Publié le 28 février 2015 à 20h52 - Dernière mise à jour le 27 octobre 2022 à 18h41
A l’enterrement d’Allain Leprest en août 2011, le parolier Claude Lemesle a salué l’extraordinaire talent d’écriture de ce funambule, artiste, et exceptionnel poète dont il salua en ami l’apport de ses textes au patrimoine de la chanson française. Chanté par les plus grands, repris par des artistes aussi différents que Michel Fugain, Yves Jamait, Bruno Putzulu, Jean-Louis Foulquier ou Anne Sylvestre -l’interprétation qu’elle fit de « Sarment» est absolument bouleversante-, Allain Leprest a laissé des textes qui n’ont jamais été enregistrés et que l’on découvre au fur et à mesure. Parmi ceux-là Jean Guidoni a sélectionné douze titres tous mis en musique par Romain Didier (ce dernier fut celui qui a le mieux habillé de notes les paroles des chansons de Leprest) et les a gravés sur un CD intitulé «Paris-Milan» qui est sorti chez Tacet/L’Autre Distribution. Un album d’une grande intensité dont l’idée naquit lors d’un spectacle intitulé «Où vont les chevaux quand ils dorment ?». Jean Guidoni revient sur ce «Paris-Milan» qui lui tient tant à cœur et pour lequel il s’est totalement investi. Entretien.
Destimed: Comment est né cet album ?
Jean Guidoni: Après le spectacle hommage «Où vont les chevaux quand ils dorment?», avec lequel nous avons tourné partout en France, Didier Pascalis qui fut le dernier producteur d’Allain m’a proposé d’enregistrer des textes qu’il possédait avec Romain Didier. J’ai choisi ceux qui correspondaient à mon univers, ceux qu’Allain aurait pu m’écrire. Comme ce «Paris-Milan» où l’on parle de remords, de pendules qui ne servent à rien, du temps qui passe. Une chanson qui me bouleverse au point d’avoir donné son titre à l’album.
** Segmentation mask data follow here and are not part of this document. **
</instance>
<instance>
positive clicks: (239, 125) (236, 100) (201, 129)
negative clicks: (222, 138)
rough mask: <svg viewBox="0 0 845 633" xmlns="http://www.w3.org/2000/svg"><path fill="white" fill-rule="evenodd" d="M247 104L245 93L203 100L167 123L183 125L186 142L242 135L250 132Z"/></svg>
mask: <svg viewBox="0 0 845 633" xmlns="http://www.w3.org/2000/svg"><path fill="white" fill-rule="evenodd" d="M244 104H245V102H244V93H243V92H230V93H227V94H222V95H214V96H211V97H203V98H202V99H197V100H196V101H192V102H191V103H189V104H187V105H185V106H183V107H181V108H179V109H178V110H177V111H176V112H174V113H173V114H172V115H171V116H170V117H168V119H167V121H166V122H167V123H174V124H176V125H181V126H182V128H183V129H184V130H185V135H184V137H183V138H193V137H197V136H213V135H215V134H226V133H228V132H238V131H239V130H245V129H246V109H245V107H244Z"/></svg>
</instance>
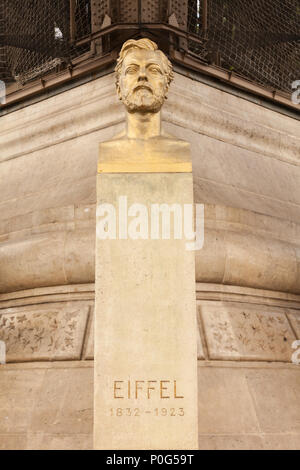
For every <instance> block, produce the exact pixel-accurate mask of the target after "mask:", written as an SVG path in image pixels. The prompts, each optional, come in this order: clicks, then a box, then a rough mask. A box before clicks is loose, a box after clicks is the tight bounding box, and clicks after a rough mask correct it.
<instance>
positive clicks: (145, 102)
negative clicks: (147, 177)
mask: <svg viewBox="0 0 300 470" xmlns="http://www.w3.org/2000/svg"><path fill="white" fill-rule="evenodd" d="M115 72H116V88H117V94H118V96H119V99H120V100H121V101H122V103H123V104H124V106H125V108H126V128H125V130H124V131H123V132H121V133H120V134H118V135H116V136H115V137H114V138H113V140H111V141H107V142H105V143H102V144H101V145H100V157H99V164H98V172H99V173H103V172H110V173H114V172H177V171H180V172H182V171H184V172H190V171H191V162H190V154H189V144H188V143H187V142H184V141H182V140H179V139H177V138H176V137H174V136H171V135H169V134H167V133H165V132H164V131H163V130H162V129H161V107H162V105H163V104H164V101H165V99H166V97H167V93H168V90H169V86H170V83H171V81H172V80H173V70H172V64H171V62H170V61H169V59H168V58H167V57H166V55H165V54H164V53H163V52H162V51H160V50H159V49H158V47H157V44H155V42H153V41H151V40H150V39H145V38H144V39H139V40H134V39H130V40H128V41H126V42H125V43H124V44H123V46H122V48H121V51H120V54H119V57H118V60H117V65H116V68H115Z"/></svg>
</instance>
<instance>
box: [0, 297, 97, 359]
mask: <svg viewBox="0 0 300 470" xmlns="http://www.w3.org/2000/svg"><path fill="white" fill-rule="evenodd" d="M89 308H90V307H89V306H88V305H84V304H81V305H80V304H79V305H78V304H77V305H76V303H74V304H73V305H72V304H69V305H66V304H64V303H61V304H53V305H52V306H51V305H50V306H43V307H41V306H40V305H38V306H32V307H26V308H22V307H20V308H15V309H7V310H5V313H2V314H1V313H0V340H2V341H4V342H5V344H6V361H7V362H24V361H36V360H39V361H49V360H52V361H53V360H66V359H73V360H76V359H80V357H81V351H82V346H83V339H84V334H85V328H86V323H87V317H88V312H89Z"/></svg>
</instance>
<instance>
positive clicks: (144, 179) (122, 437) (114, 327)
mask: <svg viewBox="0 0 300 470" xmlns="http://www.w3.org/2000/svg"><path fill="white" fill-rule="evenodd" d="M97 178H98V179H97V207H98V211H97V234H98V236H97V242H96V288H95V289H96V309H95V312H96V314H95V411H94V448H95V449H118V450H121V449H196V448H197V441H198V437H197V420H198V418H197V354H196V303H195V267H194V256H195V252H194V251H188V250H187V249H186V243H187V240H186V239H185V238H184V235H183V237H182V238H180V239H174V235H176V233H175V234H174V224H173V218H172V216H171V225H170V228H171V230H170V237H169V239H167V238H166V239H162V235H161V231H160V235H159V238H158V239H153V237H152V239H151V229H152V235H153V233H154V232H155V230H154V228H153V224H152V225H151V221H153V219H152V220H151V210H152V208H153V206H152V205H153V204H168V205H171V204H178V205H180V206H181V207H182V211H183V207H184V204H192V202H193V184H192V173H191V163H190V157H189V145H188V144H187V143H185V142H181V141H176V140H172V139H151V142H150V141H144V142H142V141H133V140H132V141H130V140H125V139H124V140H122V139H121V140H116V141H111V142H106V143H104V144H101V145H100V158H99V166H98V176H97ZM102 204H111V205H112V206H113V207H114V208H115V211H116V219H117V220H116V221H117V223H116V234H115V239H111V238H107V239H103V233H102V232H101V224H102V221H103V215H104V212H102V215H101V209H99V207H102V208H103V207H104V206H101V205H102ZM133 204H138V205H139V206H133ZM141 205H142V206H143V208H144V209H141V207H142V206H141ZM126 206H127V207H126ZM126 210H127V211H128V213H129V216H128V220H125V218H124V213H125V212H124V211H126ZM145 210H146V211H147V212H148V220H147V221H148V238H147V237H146V228H147V227H146V226H145V223H144V222H142V226H140V227H139V228H137V225H138V223H137V218H136V217H137V215H139V216H141V214H142V213H143V211H145ZM119 211H121V212H119ZM133 220H135V222H132V221H133ZM140 220H141V219H140ZM111 222H112V219H110V222H109V225H108V228H110V229H111V228H112V225H111ZM161 222H162V221H161V219H160V228H161ZM133 223H135V226H134V225H132V224H133ZM136 229H137V230H139V229H141V235H140V236H142V237H143V238H137V239H133V238H134V237H135V236H136V233H137V230H136ZM153 230H154V232H153ZM101 233H102V235H101ZM108 234H109V232H108ZM99 235H100V238H99ZM165 236H166V237H168V234H167V235H166V234H165ZM108 237H109V235H108ZM156 238H157V237H156Z"/></svg>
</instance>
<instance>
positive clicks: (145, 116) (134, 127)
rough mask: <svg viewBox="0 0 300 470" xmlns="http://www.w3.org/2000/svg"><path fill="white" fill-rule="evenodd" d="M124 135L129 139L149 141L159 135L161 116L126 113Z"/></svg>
mask: <svg viewBox="0 0 300 470" xmlns="http://www.w3.org/2000/svg"><path fill="white" fill-rule="evenodd" d="M126 124H127V125H126V134H127V137H128V138H129V139H144V140H147V139H150V138H151V137H157V136H159V135H160V134H161V114H160V111H158V112H157V113H138V112H137V113H127V123H126Z"/></svg>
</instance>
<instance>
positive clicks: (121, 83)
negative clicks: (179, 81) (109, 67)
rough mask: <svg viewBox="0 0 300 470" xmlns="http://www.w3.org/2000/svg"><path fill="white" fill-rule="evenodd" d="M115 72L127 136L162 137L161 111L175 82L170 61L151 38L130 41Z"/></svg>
mask: <svg viewBox="0 0 300 470" xmlns="http://www.w3.org/2000/svg"><path fill="white" fill-rule="evenodd" d="M115 71H116V88H117V93H118V96H119V98H120V100H121V101H122V102H123V104H124V106H125V107H126V110H127V129H126V135H127V137H128V138H136V139H139V138H142V139H147V138H149V137H155V136H158V135H161V128H160V121H161V119H160V110H161V107H162V105H163V103H164V100H165V99H166V97H167V92H168V89H169V86H170V83H171V81H172V80H173V71H172V64H171V62H170V61H169V60H168V58H167V57H166V56H165V54H164V53H163V52H162V51H160V50H158V47H157V44H155V42H153V41H151V40H150V39H139V40H137V41H135V40H134V39H130V40H129V41H126V42H125V43H124V44H123V47H122V49H121V51H120V55H119V58H118V61H117V66H116V69H115Z"/></svg>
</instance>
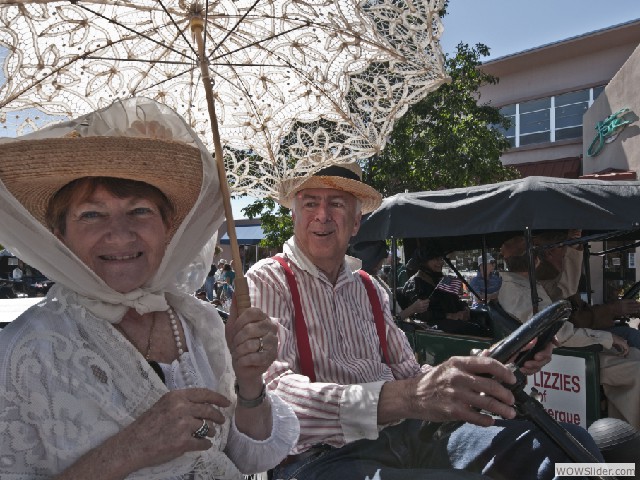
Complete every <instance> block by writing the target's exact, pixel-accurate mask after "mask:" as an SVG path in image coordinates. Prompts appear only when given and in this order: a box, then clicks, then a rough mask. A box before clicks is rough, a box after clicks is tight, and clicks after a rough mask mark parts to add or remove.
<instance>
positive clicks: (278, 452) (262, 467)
mask: <svg viewBox="0 0 640 480" xmlns="http://www.w3.org/2000/svg"><path fill="white" fill-rule="evenodd" d="M267 398H268V399H269V400H268V401H270V402H271V416H272V429H271V436H270V437H269V438H267V439H265V440H255V439H253V438H251V437H249V436H247V435H245V434H244V433H242V432H240V431H239V430H238V428H237V427H236V422H235V417H234V419H233V420H234V421H233V422H231V429H230V430H229V438H228V439H227V447H226V448H225V453H226V454H227V455H228V456H229V458H230V459H231V460H232V461H233V463H235V464H236V465H238V466H242V469H241V471H242V473H244V474H252V473H258V472H264V471H266V470H268V469H270V468H272V467H273V466H274V465H277V464H278V463H280V461H282V460H283V459H284V458H285V457H286V456H287V455H288V453H289V449H290V448H291V445H295V443H296V440H297V438H298V435H299V434H300V425H299V424H298V421H297V419H296V417H295V415H294V414H293V411H292V410H291V407H290V406H289V405H287V404H286V403H285V402H284V401H283V400H281V399H280V398H278V397H277V396H275V395H273V394H267Z"/></svg>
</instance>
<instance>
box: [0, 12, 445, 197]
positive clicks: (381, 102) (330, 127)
mask: <svg viewBox="0 0 640 480" xmlns="http://www.w3.org/2000/svg"><path fill="white" fill-rule="evenodd" d="M443 3H444V2H443V1H442V0H414V1H404V0H403V1H395V0H367V1H356V0H311V1H304V2H302V1H298V0H263V1H257V0H220V1H216V2H213V1H212V2H205V1H203V2H192V1H187V0H119V1H98V0H74V1H60V0H57V1H48V0H0V46H3V47H4V48H6V49H7V50H6V58H5V59H4V64H3V74H4V80H5V83H4V85H2V86H1V87H0V111H1V112H2V113H1V115H0V126H1V122H7V121H8V118H7V114H8V113H9V112H14V111H23V110H24V109H28V108H33V107H36V108H37V109H38V110H39V111H41V112H44V113H46V114H49V115H56V116H65V117H77V116H79V115H81V114H84V113H88V112H90V111H94V110H96V109H98V108H101V107H105V106H107V105H109V104H111V103H112V102H113V101H114V100H116V99H118V98H126V97H130V96H145V97H149V98H152V99H155V100H157V101H160V102H162V103H165V104H166V105H168V106H170V107H171V108H173V109H174V110H175V111H177V112H178V113H179V114H180V115H182V116H183V117H184V118H185V120H186V121H187V123H188V124H189V125H190V126H191V127H192V128H193V129H194V130H195V131H196V132H198V134H199V135H200V136H201V139H202V141H203V142H205V144H206V145H208V146H209V147H210V148H211V150H213V145H214V143H213V142H214V140H212V133H211V128H212V125H211V124H212V121H211V118H210V112H208V106H207V98H206V88H203V83H204V86H205V87H209V86H210V87H212V88H211V90H212V100H213V103H215V108H216V114H217V123H218V125H219V131H220V135H219V137H220V140H221V142H222V145H223V147H225V154H224V161H225V165H226V172H227V178H228V182H229V185H230V186H231V190H232V191H233V192H234V193H238V194H239V193H245V194H250V195H253V196H257V197H263V196H272V197H275V196H276V194H277V185H278V183H279V181H280V180H281V179H282V178H285V177H291V176H295V175H298V174H299V173H301V172H305V171H308V170H312V169H314V168H320V167H322V166H323V165H326V164H331V163H335V162H344V161H355V160H357V159H362V158H366V157H368V156H371V155H373V154H375V153H377V152H379V151H380V150H381V149H382V148H383V147H384V144H385V141H386V138H387V136H388V135H389V134H390V133H391V130H392V127H393V122H394V121H395V120H396V119H397V118H399V117H400V116H401V115H402V114H403V113H404V112H405V111H406V110H407V108H408V107H409V106H410V105H411V104H412V103H414V102H416V101H418V100H420V99H421V98H423V97H424V96H425V95H426V94H427V93H428V92H430V91H431V90H433V89H435V88H437V86H439V85H440V84H441V83H442V82H443V81H444V80H445V76H444V73H443V59H442V53H441V50H440V46H439V43H438V38H439V36H440V34H441V31H442V27H441V23H440V21H439V17H438V11H439V10H440V9H441V8H442V4H443ZM196 24H198V28H199V29H200V32H201V35H202V45H201V47H200V46H199V45H198V41H197V38H196V39H195V40H194V38H192V32H193V30H194V25H196ZM194 33H197V32H194ZM200 51H202V53H200ZM203 65H204V66H205V69H204V70H203V68H202V66H203ZM31 117H32V116H29V115H27V116H26V117H21V118H22V119H23V120H21V123H20V124H19V125H16V128H18V129H21V128H29V126H30V125H33V124H34V123H33V118H31Z"/></svg>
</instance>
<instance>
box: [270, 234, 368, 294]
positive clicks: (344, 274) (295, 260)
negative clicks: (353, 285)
mask: <svg viewBox="0 0 640 480" xmlns="http://www.w3.org/2000/svg"><path fill="white" fill-rule="evenodd" d="M282 253H284V255H285V256H286V257H287V258H288V259H289V261H290V262H291V263H293V264H294V265H296V267H298V268H299V269H301V270H303V271H305V272H307V273H308V274H309V275H311V276H313V277H316V278H318V279H321V280H324V281H325V282H329V279H328V278H327V276H326V275H325V274H324V272H323V271H322V270H320V269H319V268H318V267H316V266H315V265H314V263H313V262H312V261H311V260H310V259H309V258H308V257H307V256H306V255H305V254H304V253H303V252H302V250H301V249H300V247H299V245H298V243H297V241H296V237H295V236H293V237H291V238H290V239H289V240H287V242H286V243H285V244H284V246H283V248H282ZM345 265H346V268H345ZM360 267H361V262H360V261H359V260H358V259H357V258H354V257H350V256H348V255H345V256H344V260H343V262H342V265H341V267H340V273H338V279H337V281H336V287H337V286H338V285H340V284H341V283H344V282H349V281H353V279H354V276H353V274H352V272H354V271H356V270H359V269H360Z"/></svg>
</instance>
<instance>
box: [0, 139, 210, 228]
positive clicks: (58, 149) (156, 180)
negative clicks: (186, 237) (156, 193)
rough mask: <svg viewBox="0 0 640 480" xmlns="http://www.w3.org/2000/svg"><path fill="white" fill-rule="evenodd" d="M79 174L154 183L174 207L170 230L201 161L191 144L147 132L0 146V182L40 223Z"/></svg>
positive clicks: (7, 143) (44, 217)
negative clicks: (171, 222)
mask: <svg viewBox="0 0 640 480" xmlns="http://www.w3.org/2000/svg"><path fill="white" fill-rule="evenodd" d="M82 177H116V178H123V179H128V180H137V181H140V182H145V183H148V184H149V185H152V186H154V187H156V188H158V189H159V190H160V191H161V192H162V193H164V194H165V195H166V196H167V198H169V200H170V201H171V202H172V203H173V206H174V207H175V210H176V212H175V213H176V216H175V218H174V224H173V226H172V227H173V228H172V230H174V231H175V229H176V228H177V227H178V226H179V225H180V224H181V223H182V220H183V219H184V217H185V216H186V215H187V214H188V212H189V210H190V209H191V208H192V207H193V205H194V203H195V202H196V200H197V198H198V195H199V193H200V189H201V186H202V160H201V157H200V150H199V149H198V148H196V147H195V146H192V145H187V144H185V143H182V142H178V141H173V140H168V139H162V138H148V137H126V136H118V137H110V136H100V137H98V136H88V137H81V136H78V135H69V136H66V137H61V138H44V139H37V140H35V139H34V140H28V139H25V140H18V141H14V142H9V143H3V144H2V146H1V147H0V181H2V182H3V183H4V184H5V186H6V187H7V189H8V190H9V192H11V194H12V195H13V196H14V197H16V199H17V200H18V201H19V202H20V203H21V204H22V205H23V206H24V207H25V208H26V209H27V210H28V211H29V212H30V213H31V215H33V216H34V217H35V218H36V219H37V220H38V221H39V222H40V223H42V224H43V225H45V226H47V225H46V223H45V213H46V210H47V205H48V204H49V201H50V199H51V197H52V196H53V195H54V194H55V193H56V192H57V191H58V190H60V188H62V187H63V186H65V185H66V184H68V183H69V182H71V181H73V180H76V179H79V178H82ZM47 227H48V226H47Z"/></svg>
Comment définiriez-vous Allain Leprest ?
Je dirais d’abord que c’est un auteur de chansons qui côtoie la poésie. Un artiste pour qui «les arbres sont des réverbères» et qui possédait des formules éblouissantes comme «Sourire c’est l’archipel de pleurer» ou «il pleut sur la mer et ça ne sert à rien». Je trouve que ses mots ne sont pas sans rappeler ceux de Prévert. Plus qu’un auteur c’est un écrivain. Et, j’ajouterai en second lieu c’est un créateur capable de faire surgir des images en peu de mots, dans des textes à tiroirs qui jouent sur le double sens des phrases.
Quelle est la philosophie de l’album?
«Paris-Milan» c’est un voyage dans les textes d’Allain entrepris avec modestie. Tout part de l’enfance ou de son regard enfantin comme l’atteste cette chanson «Dans le jardin de Gagarine» où il évoque ses souvenirs de gamin et d’adolescent au temps où l’on vendait sur les marchés l’Humanité dimanche. Un album où l’on raconte une histoire sur la condition humaine, sans trémolos ni grandiloquence. Une histoire à hauteur d’homme que je développe en m’appropriant les textes comme lui aurait pu les travailler.
Comment s’est organisé le travail avec Romain Didier, le compositeur des douze chansons ?
Formidablement bien ! J’avais envie de travailler avec Romain depuis très longtemps sur tout un album. Ce «Paris-Milan» nous en a donné l’occasion. Il est un musicien exceptionnel, un pianiste virtuose, très à l’écoute. On se dit en écoutant ses musiques que nous ne pouvons en imaginer d’autres pour mettre en lumière les mots magiques d’Allain. Et je suis du coup très heureux du résultat final. Comblé même.
Propos recueillis par Jean-Rémi BARLAND
« Paris-Milan » par Jean Guidoni. 12 textes d’Allain Leprest mis en musique par Romain Didier. CD Tacet/L’autre distribution.